When we moved here, there was a single mound of oregano growing by one of the drainpipes. The rest of the three acres had been mown to the teeth every week for about 20 years. It was practical for the elderly couple that had owned the place. They had also abutted the asphalt driveway across the whole front of the house. The kids loved it as a place to jaunt about in little vehicles or draw chalk islands, but I’m a gardener. So, I set to work as any new homeowner does making a house their home, making a piece of land into their very own landscape.
I grew up with gardens, the kind that have been strewn about the country by elders, like the ones who’d built our home, though decades earlier. They were gardens full of mature cherries, filberts, grapes, and raspberries. Food was plentiful in every corner of the yard. Each plant provided some other special wonder— leafy tunnels, strong branches for tree houses, spring blossoms that wove their way into our play. My own version of teenage rebellion had even included a small garden of my own, mostly strawberries.
Here we were with our new house, the proverbial blank slate. It was a terribly wet season, not at all ideal for dragging a tiller through clay soil. But little by little we began to sink the plants that had traveled with us into the mud. Family members mailed us plastic-wrapped perennials, like heirlooms. When we dined with friends, we came home with buckets of transplants, and we scattered the seeds.
At the same time, we began a process of benign neglect. We stopped mowing vast swaths of the hillside. We dug a post for a bluebird box facing the south, and we began to call that ground “the meadow.” It was full of surprises—black eyed Susan, mullein, and Queen Anne ’s lace. The grasses were many colors. Some mornings we could see the hollows where deer had bedded for the night. We could often shift the children’s attention with a simple exclamation that the turkeys were out back, and did they want to take a look? Yes.
In early summer of this year, my son and I clipped a room into the spaces near a stand of locust, to create a place to hide, a place of adventure. Just this week, I set the last stone into a path out front which has already become a restaurant for my daughter. It is a habitat for all of us.
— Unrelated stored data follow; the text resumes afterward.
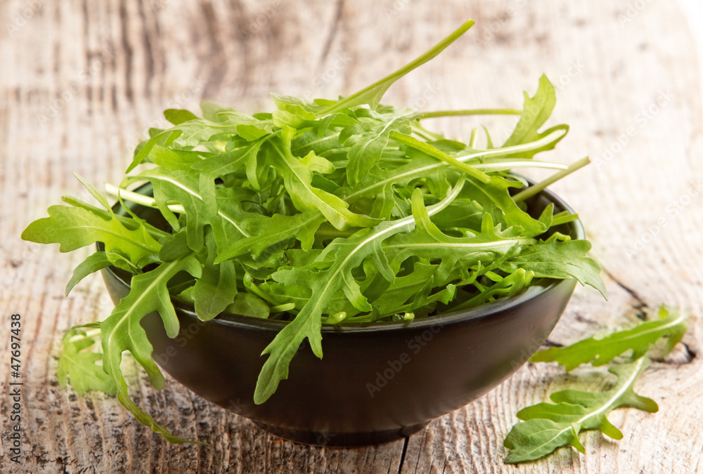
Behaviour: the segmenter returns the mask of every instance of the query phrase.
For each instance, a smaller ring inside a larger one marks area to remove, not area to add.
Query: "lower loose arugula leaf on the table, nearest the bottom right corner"
[[[517,417],[524,420],[512,427],[503,443],[510,449],[506,463],[533,461],[562,446],[573,446],[585,453],[579,441],[583,430],[599,429],[616,440],[622,433],[607,419],[612,410],[634,407],[645,412],[657,412],[657,403],[637,395],[634,384],[649,365],[647,357],[640,357],[631,364],[609,369],[618,378],[617,383],[605,392],[561,390],[550,398],[554,404],[539,403],[520,410]]]

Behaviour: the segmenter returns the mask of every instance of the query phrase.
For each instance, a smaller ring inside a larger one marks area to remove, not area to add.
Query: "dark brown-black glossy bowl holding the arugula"
[[[572,212],[549,191],[527,205],[538,214],[549,203],[556,212]],[[133,210],[147,220],[157,213],[138,205]],[[584,238],[579,221],[557,230]],[[129,277],[115,268],[102,274],[117,304],[129,293]],[[166,335],[157,313],[142,325],[162,369],[269,433],[314,445],[373,445],[415,433],[484,395],[527,362],[576,285],[573,279],[533,283],[515,296],[423,320],[323,325],[324,357],[304,345],[290,364],[288,380],[259,405],[253,395],[264,364],[261,353],[285,322],[229,314],[202,322],[192,308],[176,303],[181,325],[176,338]]]

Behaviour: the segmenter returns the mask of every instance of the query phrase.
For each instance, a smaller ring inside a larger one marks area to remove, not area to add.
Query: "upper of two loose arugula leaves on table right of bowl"
[[[602,338],[588,338],[562,348],[541,350],[530,362],[552,362],[562,364],[567,370],[591,362],[594,366],[607,364],[614,357],[632,350],[636,359],[644,355],[652,344],[664,336],[669,336],[666,353],[681,341],[686,332],[686,317],[676,308],[662,305],[655,320],[640,322],[636,327],[618,331]]]

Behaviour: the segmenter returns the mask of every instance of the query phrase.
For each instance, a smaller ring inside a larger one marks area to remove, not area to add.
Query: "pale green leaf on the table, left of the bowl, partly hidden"
[[[98,364],[102,354],[87,350],[95,343],[95,338],[88,336],[82,329],[74,329],[71,337],[64,336],[61,343],[61,355],[58,357],[58,383],[66,388],[70,380],[73,390],[83,396],[89,390],[104,393],[116,393],[115,383]]]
Some of my favorite garden writers talk about the choices we make in relationship with our land. This year I have been planting berries. From the new blackcurrant shrub, I have eaten three precious berries, and now they are gone. Next year, there will be more, and the year after, even more. I have been thinking about the kind of generosity that plants will give for years to come. I have been imagining the people who, like me, stole a few moments from the daily chores to cut a stem and root it, to carry it to a destination. But I have also been thinking about the birds that brought the wine berries to our shady spot, and how the earth offers up so many delicious things that we aren’t expecting.